Suburban Ry., 207 U. S. 302. . . . The plaintiff's right to recover was not barred if his negligence was only a remote cause of his injury and Merchant's negligence was the sole proximate cause of it."
This language suggests that the circuit court of appeals thought this case to be governed by the doctrine of the last clear chance. That doctrine, rightly applied in the Chunn case, amounts to no more than this, that a negligent defendant will be held liable to a negligent plaintiff if the defendant, aware of the plaintiff's peril or unaware of it only through carelessness, had in fact a later opportunity than the plaintiff to avert an accident. Grand Trunk Ry. v. Ives, 144 U. S. 408, 144 U. S. 428; Inland & Seaboard Coasting Co. v. Tolson, 139 U. S. 551, 139 U. S. 558. In the cases applying the rule, the parties have been engaged in independent courses of negligent conduct. The classic instance is that in which the plaintiff had improvidently left his animal tied in a roadway, where it was injured by the defendant's negligent operation of his vehicle. Davies v. Mann, 10 M. & W. 546. It rests on the assumption that he is the more culpable whose opportunity to avoid the injury was later.

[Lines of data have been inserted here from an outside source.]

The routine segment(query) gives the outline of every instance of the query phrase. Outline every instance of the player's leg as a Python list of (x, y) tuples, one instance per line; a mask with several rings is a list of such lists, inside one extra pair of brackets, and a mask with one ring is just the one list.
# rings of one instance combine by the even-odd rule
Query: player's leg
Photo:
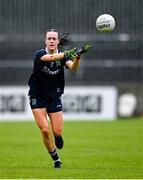
[(63, 132), (63, 112), (54, 112), (54, 113), (48, 113), (51, 126), (53, 130), (53, 134), (55, 137), (55, 145), (58, 149), (62, 149), (64, 142), (62, 138), (62, 132)]
[(32, 109), (32, 112), (33, 112), (35, 121), (38, 127), (40, 128), (40, 131), (43, 136), (43, 141), (48, 152), (50, 153), (52, 159), (54, 160), (54, 163), (58, 161), (58, 164), (56, 163), (55, 165), (55, 167), (58, 168), (60, 167), (61, 164), (60, 164), (60, 159), (58, 157), (58, 154), (56, 152), (56, 148), (53, 142), (51, 129), (48, 124), (46, 108)]

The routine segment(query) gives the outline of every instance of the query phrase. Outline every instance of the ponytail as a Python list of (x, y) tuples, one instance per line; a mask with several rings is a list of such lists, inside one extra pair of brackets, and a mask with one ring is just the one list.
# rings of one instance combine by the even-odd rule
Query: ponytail
[[(57, 32), (58, 33), (58, 38), (59, 38), (59, 46), (67, 46), (71, 44), (71, 35), (69, 32), (67, 33), (59, 33), (56, 29), (49, 29), (47, 32)], [(46, 32), (46, 33), (47, 33)]]

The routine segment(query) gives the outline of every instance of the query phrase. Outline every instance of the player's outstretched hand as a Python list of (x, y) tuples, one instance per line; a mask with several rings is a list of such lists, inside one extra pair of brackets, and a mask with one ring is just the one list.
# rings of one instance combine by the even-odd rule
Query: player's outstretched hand
[(77, 49), (77, 48), (75, 47), (75, 48), (70, 49), (70, 50), (68, 50), (68, 51), (64, 51), (64, 56), (65, 56), (65, 58), (68, 58), (68, 59), (71, 59), (71, 60), (75, 59), (76, 56), (77, 56), (76, 49)]
[(77, 55), (81, 56), (83, 53), (86, 53), (91, 47), (91, 44), (84, 44), (82, 48), (78, 50)]

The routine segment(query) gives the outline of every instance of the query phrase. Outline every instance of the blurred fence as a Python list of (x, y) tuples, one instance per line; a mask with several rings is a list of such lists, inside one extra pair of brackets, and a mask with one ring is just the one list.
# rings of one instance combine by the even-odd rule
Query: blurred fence
[[(93, 44), (79, 71), (67, 73), (67, 83), (143, 82), (142, 7), (142, 0), (0, 0), (0, 84), (27, 83), (33, 53), (44, 47), (51, 27), (71, 32), (71, 46)], [(111, 34), (96, 30), (103, 13), (115, 17)]]

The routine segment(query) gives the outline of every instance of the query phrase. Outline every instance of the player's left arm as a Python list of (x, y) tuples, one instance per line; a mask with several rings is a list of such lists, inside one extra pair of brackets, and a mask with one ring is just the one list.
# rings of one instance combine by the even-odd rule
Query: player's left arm
[(73, 59), (66, 62), (66, 66), (70, 70), (77, 70), (80, 65), (80, 57), (86, 53), (92, 47), (91, 44), (84, 44), (81, 49), (78, 50), (76, 54), (73, 54)]
[(73, 71), (77, 70), (79, 65), (80, 65), (80, 56), (75, 57), (74, 61), (69, 60), (66, 62), (66, 66)]

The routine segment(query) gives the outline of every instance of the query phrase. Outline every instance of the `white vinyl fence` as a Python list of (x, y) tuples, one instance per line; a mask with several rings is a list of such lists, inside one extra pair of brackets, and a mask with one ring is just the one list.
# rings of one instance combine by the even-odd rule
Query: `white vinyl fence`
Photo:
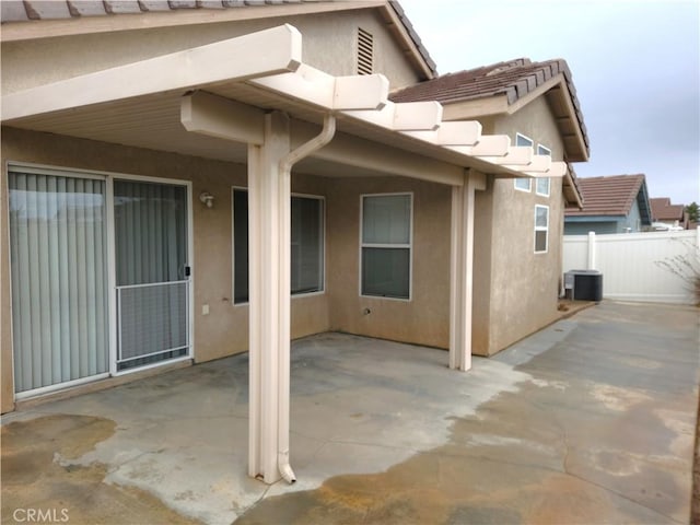
[(697, 269), (699, 254), (700, 229), (611, 235), (592, 232), (564, 236), (563, 270), (599, 270), (606, 299), (693, 304), (689, 283), (660, 262), (687, 260)]

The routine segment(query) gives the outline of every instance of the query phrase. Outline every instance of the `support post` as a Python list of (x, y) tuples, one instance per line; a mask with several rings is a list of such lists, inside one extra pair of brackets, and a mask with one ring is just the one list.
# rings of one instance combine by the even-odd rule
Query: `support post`
[(279, 431), (289, 431), (289, 380), (279, 377), (290, 354), (291, 182), (280, 170), (289, 152), (289, 117), (267, 114), (262, 145), (248, 145), (248, 474), (266, 483), (281, 477)]
[(474, 280), (474, 201), (486, 189), (486, 176), (469, 170), (463, 186), (452, 187), (452, 256), (450, 295), (450, 368), (471, 368)]
[(595, 232), (588, 232), (588, 259), (586, 270), (595, 270)]

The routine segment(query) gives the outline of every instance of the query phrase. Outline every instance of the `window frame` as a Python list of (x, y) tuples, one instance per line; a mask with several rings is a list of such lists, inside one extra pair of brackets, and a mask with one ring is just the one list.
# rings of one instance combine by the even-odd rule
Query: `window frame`
[[(544, 208), (547, 210), (547, 225), (538, 226), (537, 225), (537, 209)], [(547, 205), (535, 205), (535, 222), (534, 222), (534, 243), (533, 248), (535, 254), (547, 254), (549, 253), (549, 206)], [(537, 249), (537, 232), (545, 232), (545, 249)]]
[[(547, 148), (546, 145), (542, 144), (537, 144), (537, 154), (538, 155), (549, 155), (551, 156), (551, 150), (549, 148)], [(547, 191), (540, 191), (539, 190), (539, 183), (547, 183)], [(542, 177), (542, 178), (537, 178), (535, 179), (535, 194), (539, 195), (540, 197), (549, 197), (551, 195), (551, 179), (549, 177)]]
[[(527, 141), (529, 143), (528, 144), (521, 144), (520, 143), (521, 140)], [(515, 133), (515, 145), (516, 147), (526, 147), (526, 148), (529, 147), (529, 148), (533, 148), (535, 145), (535, 141), (533, 139), (530, 139), (529, 137), (523, 135), (523, 133), (516, 132)], [(517, 186), (518, 182), (526, 182), (527, 183), (527, 189), (518, 187)], [(529, 192), (533, 191), (533, 180), (532, 180), (532, 178), (527, 178), (527, 177), (518, 177), (518, 178), (513, 179), (513, 187), (517, 191), (524, 191), (526, 194), (529, 194)]]
[[(235, 256), (235, 249), (236, 249), (236, 232), (235, 232), (235, 199), (234, 199), (234, 191), (245, 191), (246, 194), (248, 194), (248, 188), (245, 186), (231, 186), (231, 305), (232, 306), (247, 306), (250, 304), (250, 296), (249, 296), (249, 272), (248, 272), (248, 300), (247, 301), (241, 301), (241, 302), (236, 302), (235, 299), (235, 289), (236, 289), (236, 256)], [(322, 255), (320, 255), (320, 264), (322, 264), (322, 272), (323, 272), (323, 278), (319, 280), (320, 281), (320, 289), (319, 290), (314, 290), (312, 292), (298, 292), (298, 293), (290, 293), (290, 296), (292, 300), (296, 299), (296, 298), (308, 298), (312, 295), (323, 295), (324, 293), (326, 293), (326, 221), (327, 221), (327, 217), (326, 217), (326, 197), (323, 195), (313, 195), (313, 194), (298, 194), (298, 192), (292, 192), (291, 195), (292, 198), (302, 198), (302, 199), (315, 199), (322, 202), (323, 206), (323, 210), (320, 213), (320, 242), (323, 244), (322, 246)], [(290, 238), (290, 256), (291, 256), (291, 238)], [(291, 268), (290, 268), (290, 272), (291, 272)], [(291, 276), (290, 276), (290, 284), (291, 284)]]
[[(409, 197), (410, 213), (409, 213), (409, 235), (408, 244), (377, 244), (364, 242), (364, 199), (365, 197)], [(411, 302), (413, 300), (413, 192), (412, 191), (387, 191), (378, 194), (360, 194), (360, 238), (359, 238), (359, 257), (358, 257), (358, 293), (361, 298), (365, 299), (378, 299), (388, 301)], [(362, 253), (363, 248), (389, 248), (389, 249), (408, 249), (408, 298), (395, 298), (390, 295), (368, 295), (362, 293), (362, 276), (363, 264)]]

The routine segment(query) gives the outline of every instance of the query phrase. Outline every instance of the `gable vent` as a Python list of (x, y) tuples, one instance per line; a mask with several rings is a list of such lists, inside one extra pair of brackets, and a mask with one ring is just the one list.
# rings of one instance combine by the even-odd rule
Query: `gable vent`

On the facts assumed by the circuit court of appeals -- that Merchant was driving the car recklessly with respondent's encouragement or acquiescence -- the respondent and Merchant were engaged in a common venture which, acting together, they were carrying on in a careless manner. In such a case, their courses of conduct are not sufficiently independent to let it be said that either one or the other had in fact a later opportunity to avoid the consequences of their joint negligence. Compare St. Louis & San Francisco Ry. v. Schumacher, 152 U. S. 77; Wheelock v. Clay, 13 F.2d 972; Kinney v. Chicago Great Western R. Co., 17 F.2d 708; Denver City Tramway Co. v. Cobb, 164 F. 41.
"or if he saw that the car was being negligently run in such a manner, as with the knowledge that he had before him at the time, a man placed in his position must reasonably have known that to continue in the situation he was in was dangerous, without protesting or desisting and removing himself from the perilous situation at the earliest possible moment, then that would be an act of omission which would contribute to the injury, and would in law constitute contributory negligence."
"would not be held to have assumed the risk of an injury resulting from the defendant's negligence merely because the plaintiff failed to interpose his judgment against that of the defendant, unless you find that a man of ordinary care and prudence, so situated, would have abandoned the car."
We think these instructions and others of similar import, read as we must read them in the light of the whole charge, were sufficiently favorable to the respondent on the subject of contributory negligence. Perhaps it would have been permissible to tell the jury that, though respondent had at an earlier moment encouraged or acquiesced in Merchant's recklessness, he might still recover if, later and before the accident, he repented and asked Merchant to drive carefully. But the court's failure to do so in the absence of a specific request seems to us not to be ground for reversal.